Kusur incelemesi noktasında görevlendirilen İTÜ öğretim görevlilerinden oluşan bilirkişiler…,…,…,…tarafından hazırlanan 21/01/2021 tarihli raporda özetle; “…Kusur yönünden yapılan inceleme ve kanaat: 08.05.2018 tarihli bilirkişi raporunda, olayda sürücü …in manevraları düzenleyen genel şartlara uymamaktan asli ve tam kusurlu olduğu, … marka aracın sürücüsü …nın ise kural ihlali yapmadığından kusursuz olduğu belirtilmiştir.

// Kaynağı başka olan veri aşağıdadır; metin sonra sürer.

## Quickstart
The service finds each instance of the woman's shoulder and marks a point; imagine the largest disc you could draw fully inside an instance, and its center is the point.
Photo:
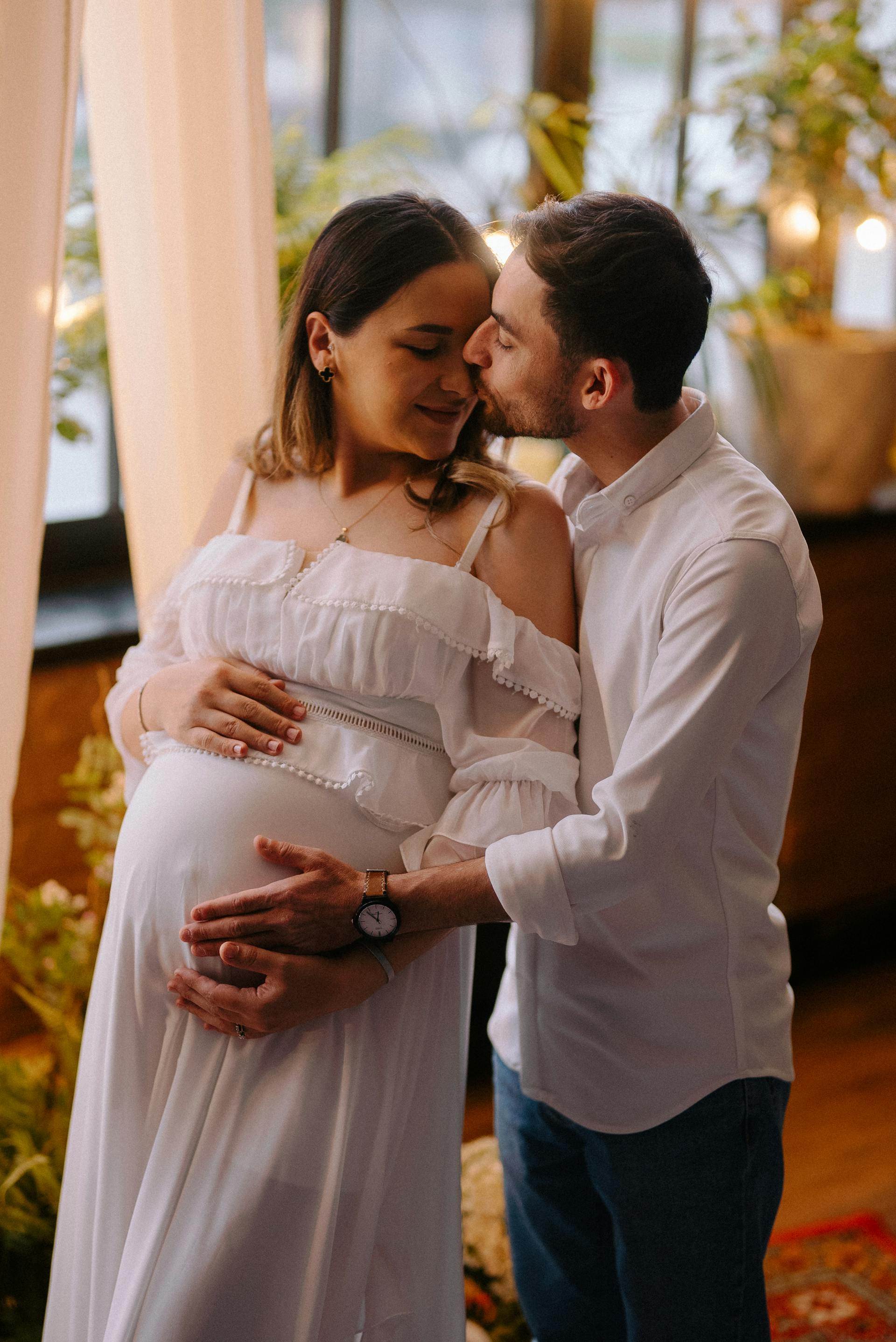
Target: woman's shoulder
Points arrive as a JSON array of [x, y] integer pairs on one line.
[[218, 513], [528, 562]]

05.04.2019 tarihli Adli Tıp Kurumu Trafik İhtisas Dairesi raporunda, olayda şüphei sürücü …in sola doğru kontrolsüz şerit değiştirdiğinden ve diğer araca çarptığından asli ve tam kusurlu olduğu, sürücü …nın ise kusursuz olduğu belirtilmiştir.
…C. Başsavcılığının … S ve … K sayılı kovuşturmaya yer olmadığına dair kararında ölenin …olduğu, şüphelilerin … ve … olduğu, …nın alınan savunmasında, dün akşam saat 01:00 sıralarında İstanbula gitmek için yola çıktıklarını, Ankaradan Gerede yakınlarında bir yere kadar Sadıkın kullandığını, sonra aracı kendisinin kullanmaya başladığını, bir süre sonra … dinlenme tesislerinde durduklarını, yarım saat mola verdiklerini, yolun sol şeridinde 90 Km/s hızla giderken çok sisli olduğundan fazla hız yapamadığını, orta şeritte ilerleyen bir aracın kendi aracına sağ tarafından sürttüğünü, aracın darbesi ile direksiyon hakimiyetini kaybettiğini, sol taraftaki bariyerlere çarptığını, sonra direksiyon hakimiyetini sağlayıp ileride emniyet şeridinde durduğunu, birkaç dakika araçtan inemediğini, sonra inip kaza yaptığı yere baktığında bir kişinin yerde yattığını gördüğünü, aralarında kimsenin alkol almadığını belirttiği, …in ifadesinde, olay günü abisi Hüseyin ile birlikte yola çıktıklarını, orta şeritte ilerlerken kendisine doğru hızla gelen bir aracı gördüğünü, bu aracın kendi aracına sürttüğünü, aracın direksiyon hakimiyetini kaybederek sağ taraftaki bariyerlere çarptığını, durunca abisinin araçta olmadığını fark ettiğini, abisinin emniyet kemeri takıp takmadığını bilmediğini, abisini arabanın 20 m gerisinde yolun sağındaki derede bulduklarını, etrafta bulunanların kendisine yardım ettiklerini, abisini bulduklarını, kazada kusursuz olduğunu belirttiği, araç üzerinde yapılan incelemede … plakalı araçtaki her iki emniyet kemerinin de takılmamış halde olduğunun görüldüğü, kazaya ilişkin trafik bilirkişisi tarafından düzenlenen 08.05.2018 tarihli raporda, …in asli ve tam kusurlu, …nın kusursuz olduğunun belirtildiği, İstanbul Adli Tıp Kurumu Trafik İhtisas Dairesi tarafından düzenlenen 05.04.2019 tarihli raporda, …in olayda asli ve tam kusurlu olduğunun, sürücü …nın ise kusursuz olduğunun belirtildiği, tüm dosya kapsamına göre şüphelilerin üzerine atılı suçlar açısından … hakkında olayda kusursuz olması nedeniyle kamu adına kovuşturma yapılmasına yer olmadığına, şüpheli … hakkında ise her ne kadar olayda tam kusurlu ise de sonucun kişisel ve ailevi durumu bakımından artık bir ceza hükmedilmesini gereksiz kılacak derecede mağdur olmasına yol açmışsa ceza verilmez, bilinçli taksir halinde verilecek ceza altıda bire kadar indirilebilir şeklinde düzenlendiği, bu nedenle … hakkında taksirle ölüme neden olma suçundan kovuşturmaya yer olmadığına karar verilmiştir.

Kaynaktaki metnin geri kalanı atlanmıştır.